Kabile çakrası, aile bağlarımızı onurlandırma ve kendimize ait içsel bir onur kodu oluşturma ihtiyacımız ile rezone olur. Biyolojik ailemizde “Kan Bağına” saygı duymayı öğrenerek karşı karşıya geliriz. Biyolojik ailemiz ile bağımız herkese ve hayatla bağınızı simgeler; “Biz iç içeyiz”. Bu enerji bağını bozmak ruhumuzda ve bedenimizde çatışma yaratır.

Birinci çakranın enerjisi kabile gücünden gelir (aileyi kapsar), grup kimliği, grup gücü, grup iradesi, grup inanç kalıplarını içerir. Kimliğimizin oluşumunu, aidiyet duygumuzu destekleyen ailemize ait geleneksel inançlar ile bağlantımız buradan sağlanır.

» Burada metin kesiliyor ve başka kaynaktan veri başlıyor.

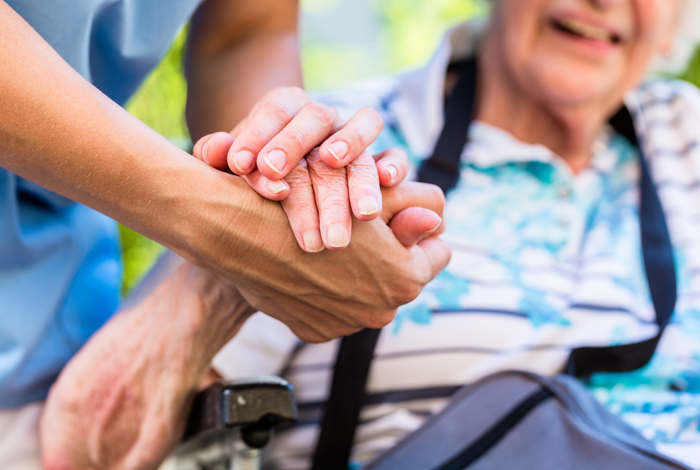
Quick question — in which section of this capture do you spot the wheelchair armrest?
[181,377,298,451]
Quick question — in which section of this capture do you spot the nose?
[588,0,631,10]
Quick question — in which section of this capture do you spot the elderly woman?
[198,0,700,469]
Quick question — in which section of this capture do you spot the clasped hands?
[41,88,449,470]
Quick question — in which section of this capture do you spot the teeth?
[559,18,613,41]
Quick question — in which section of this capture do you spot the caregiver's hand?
[193,87,408,253]
[204,178,450,342]
[193,141,408,253]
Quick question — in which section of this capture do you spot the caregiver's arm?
[0,1,449,341]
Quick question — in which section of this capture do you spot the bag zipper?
[435,387,554,470]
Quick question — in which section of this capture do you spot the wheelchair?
[159,377,298,470]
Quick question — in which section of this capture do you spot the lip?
[547,12,625,53]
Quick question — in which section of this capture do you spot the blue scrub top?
[0,0,200,408]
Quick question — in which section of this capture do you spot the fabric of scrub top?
[0,0,200,408]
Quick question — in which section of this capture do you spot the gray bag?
[312,57,689,470]
[365,371,690,470]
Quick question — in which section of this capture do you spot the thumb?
[389,207,445,247]
[381,181,445,223]
[411,237,452,284]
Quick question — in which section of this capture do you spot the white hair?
[649,0,700,74]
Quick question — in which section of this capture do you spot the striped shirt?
[215,24,700,469]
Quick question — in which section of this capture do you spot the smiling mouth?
[552,18,622,44]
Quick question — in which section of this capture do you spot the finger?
[257,103,340,179]
[347,152,382,221]
[243,171,290,201]
[320,108,384,168]
[306,150,352,250]
[411,237,452,284]
[389,207,445,247]
[192,132,233,170]
[374,149,408,188]
[381,181,445,223]
[278,158,323,253]
[228,87,311,175]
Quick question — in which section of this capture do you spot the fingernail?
[264,150,287,174]
[421,219,442,239]
[328,140,348,161]
[267,180,289,194]
[386,165,399,183]
[302,228,323,253]
[328,224,350,248]
[233,150,255,173]
[202,136,213,165]
[357,196,379,215]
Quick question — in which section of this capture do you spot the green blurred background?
[120,0,700,293]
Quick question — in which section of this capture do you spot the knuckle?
[307,102,335,130]
[284,130,307,153]
[246,126,270,145]
[263,101,294,122]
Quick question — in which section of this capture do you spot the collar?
[390,20,486,156]
[389,19,638,168]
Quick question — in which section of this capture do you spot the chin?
[527,56,618,108]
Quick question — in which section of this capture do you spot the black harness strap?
[312,329,381,470]
[313,57,677,470]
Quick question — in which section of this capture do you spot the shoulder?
[631,79,700,118]
[311,75,400,129]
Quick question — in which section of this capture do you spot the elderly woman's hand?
[41,202,439,470]
[193,88,408,252]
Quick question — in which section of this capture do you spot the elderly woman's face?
[491,0,682,106]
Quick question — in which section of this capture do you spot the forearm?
[41,265,253,470]
[187,0,302,140]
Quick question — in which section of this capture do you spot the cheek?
[634,0,680,48]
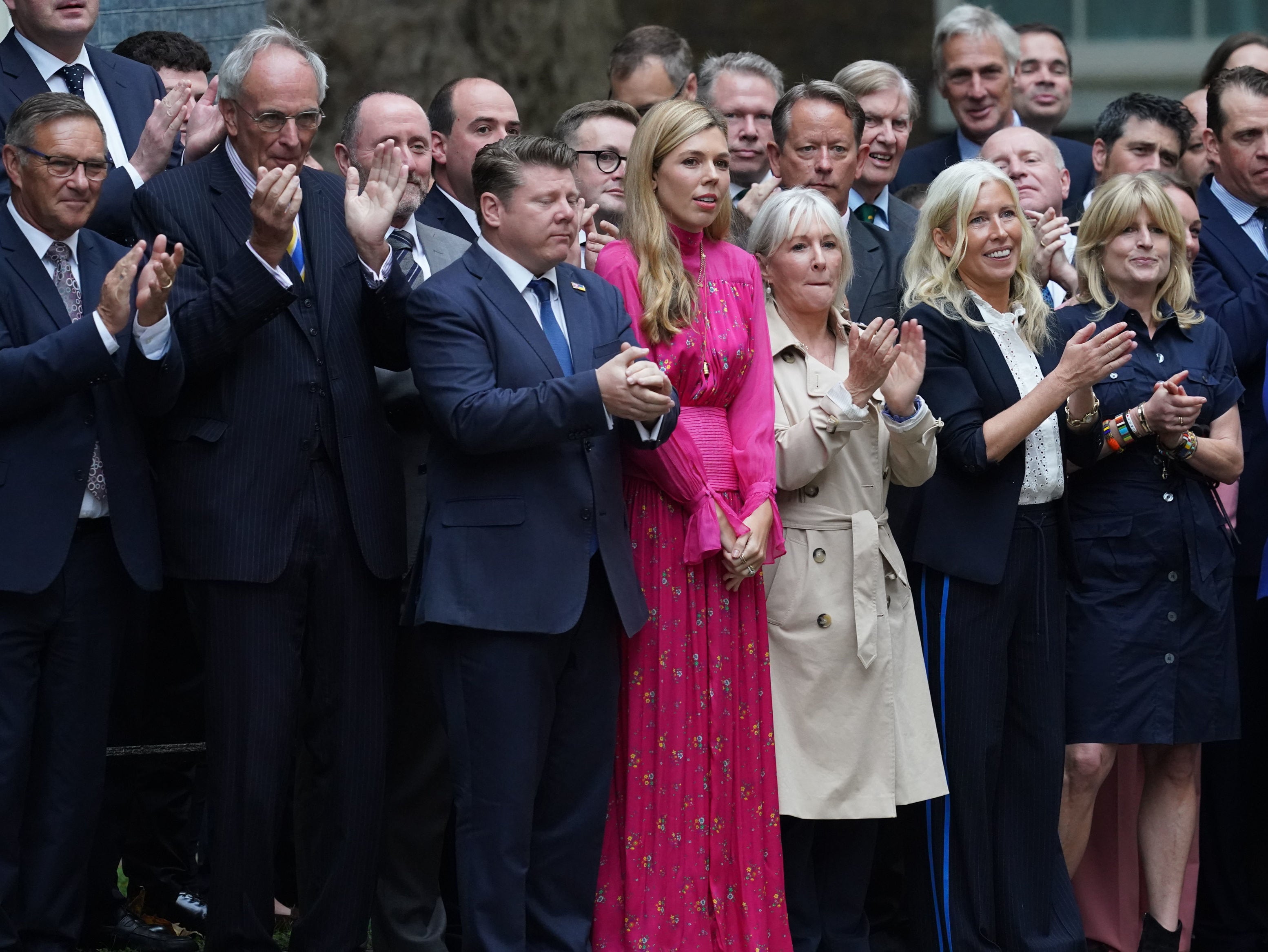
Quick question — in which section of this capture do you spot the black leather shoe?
[98,909,198,952]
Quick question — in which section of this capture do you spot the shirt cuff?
[246,240,291,290]
[356,251,392,288]
[824,383,867,419]
[119,162,146,189]
[132,311,171,360]
[93,311,119,354]
[881,394,924,433]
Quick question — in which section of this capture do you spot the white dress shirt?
[477,235,665,440]
[432,182,479,235]
[973,294,1065,506]
[224,138,392,288]
[8,199,171,519]
[955,109,1022,162]
[1211,178,1268,257]
[13,29,144,189]
[843,185,889,231]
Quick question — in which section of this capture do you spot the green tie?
[855,202,880,224]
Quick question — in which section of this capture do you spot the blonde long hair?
[1074,172,1206,327]
[903,158,1051,354]
[621,99,730,344]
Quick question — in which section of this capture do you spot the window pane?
[1206,0,1268,38]
[1088,0,1193,39]
[990,0,1070,37]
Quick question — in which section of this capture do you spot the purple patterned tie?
[44,241,105,502]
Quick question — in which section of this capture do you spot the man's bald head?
[982,126,1070,214]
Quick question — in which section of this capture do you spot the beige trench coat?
[766,302,947,820]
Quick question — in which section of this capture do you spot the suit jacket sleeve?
[133,189,295,379]
[1193,251,1268,366]
[407,282,607,454]
[0,306,119,422]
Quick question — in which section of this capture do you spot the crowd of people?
[0,0,1268,952]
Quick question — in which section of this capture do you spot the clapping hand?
[344,140,410,271]
[877,318,924,417]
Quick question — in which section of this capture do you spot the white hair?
[748,188,855,307]
[832,60,920,122]
[933,4,1022,84]
[218,24,326,103]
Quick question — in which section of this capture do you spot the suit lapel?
[0,209,72,328]
[558,271,595,373]
[463,246,563,377]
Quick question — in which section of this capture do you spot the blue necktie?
[529,277,572,377]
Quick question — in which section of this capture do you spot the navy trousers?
[904,506,1084,952]
[0,519,141,952]
[427,555,620,952]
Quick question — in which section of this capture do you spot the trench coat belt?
[781,506,889,668]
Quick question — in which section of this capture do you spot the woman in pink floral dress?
[594,100,793,952]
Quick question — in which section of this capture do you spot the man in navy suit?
[0,91,183,951]
[0,0,223,245]
[890,4,1095,201]
[407,137,677,952]
[136,27,410,952]
[1193,66,1268,952]
[419,76,520,242]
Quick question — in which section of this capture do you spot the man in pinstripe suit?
[134,27,410,952]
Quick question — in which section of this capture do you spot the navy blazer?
[136,148,410,582]
[0,208,183,593]
[905,302,1102,584]
[0,29,183,245]
[415,184,479,245]
[407,245,678,634]
[1193,176,1268,578]
[889,132,1097,211]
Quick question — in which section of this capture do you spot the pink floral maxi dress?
[594,228,793,952]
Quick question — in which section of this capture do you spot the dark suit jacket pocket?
[165,417,230,442]
[595,340,623,366]
[440,496,526,526]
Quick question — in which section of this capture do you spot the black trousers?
[84,579,204,937]
[1193,578,1268,952]
[186,462,398,952]
[0,519,141,952]
[780,817,879,952]
[427,555,620,952]
[903,506,1084,952]
[370,628,454,952]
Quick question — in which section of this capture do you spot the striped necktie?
[286,218,308,282]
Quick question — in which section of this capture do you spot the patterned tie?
[44,242,105,502]
[286,218,307,280]
[56,63,87,99]
[388,228,423,289]
[529,277,572,377]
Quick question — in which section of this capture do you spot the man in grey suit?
[335,93,470,952]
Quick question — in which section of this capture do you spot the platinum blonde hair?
[217,24,326,103]
[933,4,1022,86]
[748,188,855,309]
[1074,172,1206,327]
[903,158,1050,354]
[832,60,920,122]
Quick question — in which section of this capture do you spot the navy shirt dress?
[1057,303,1243,744]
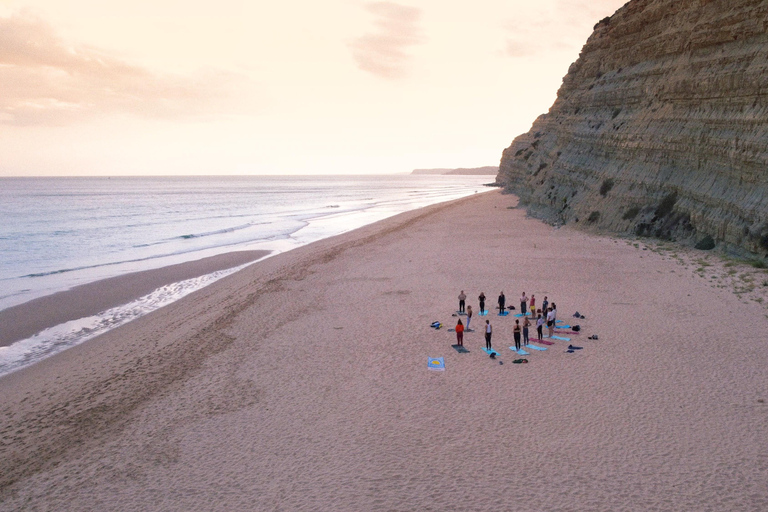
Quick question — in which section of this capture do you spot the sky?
[0,0,625,176]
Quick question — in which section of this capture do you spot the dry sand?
[0,192,768,511]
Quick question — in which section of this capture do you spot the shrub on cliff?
[694,235,715,251]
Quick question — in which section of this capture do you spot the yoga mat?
[427,357,445,372]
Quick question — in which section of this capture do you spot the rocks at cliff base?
[497,0,768,255]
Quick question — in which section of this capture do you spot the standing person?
[536,310,544,341]
[456,318,464,347]
[523,317,531,345]
[547,308,555,338]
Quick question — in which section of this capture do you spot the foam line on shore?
[0,251,270,347]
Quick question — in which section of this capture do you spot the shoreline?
[0,192,768,511]
[0,251,270,347]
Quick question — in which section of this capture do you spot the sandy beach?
[0,191,768,511]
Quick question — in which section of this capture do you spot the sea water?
[0,175,493,375]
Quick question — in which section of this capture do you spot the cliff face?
[498,0,768,255]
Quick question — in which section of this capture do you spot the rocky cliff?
[498,0,768,255]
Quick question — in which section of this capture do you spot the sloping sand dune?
[0,192,768,511]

Aynı zamanda bizi topraklayan bu çakra, ailemizi bizi bu hayat süresinde öğrenmemiz gereken dersleri öğretmek üzere seçilmiş “İlahi bir Seçim” olarak kabul etmenin ruhsal anlamda ihtiyacımız olduğu gerçeğini vurgular. Ailemize olumsuzluklar atfedersek enerji sistemimizde büyük bir güç kaybı yaşarız, çünkü bu davranışımız ile enerji sistemimize dair daha yüksek bir gerçeğe ters düşeriz.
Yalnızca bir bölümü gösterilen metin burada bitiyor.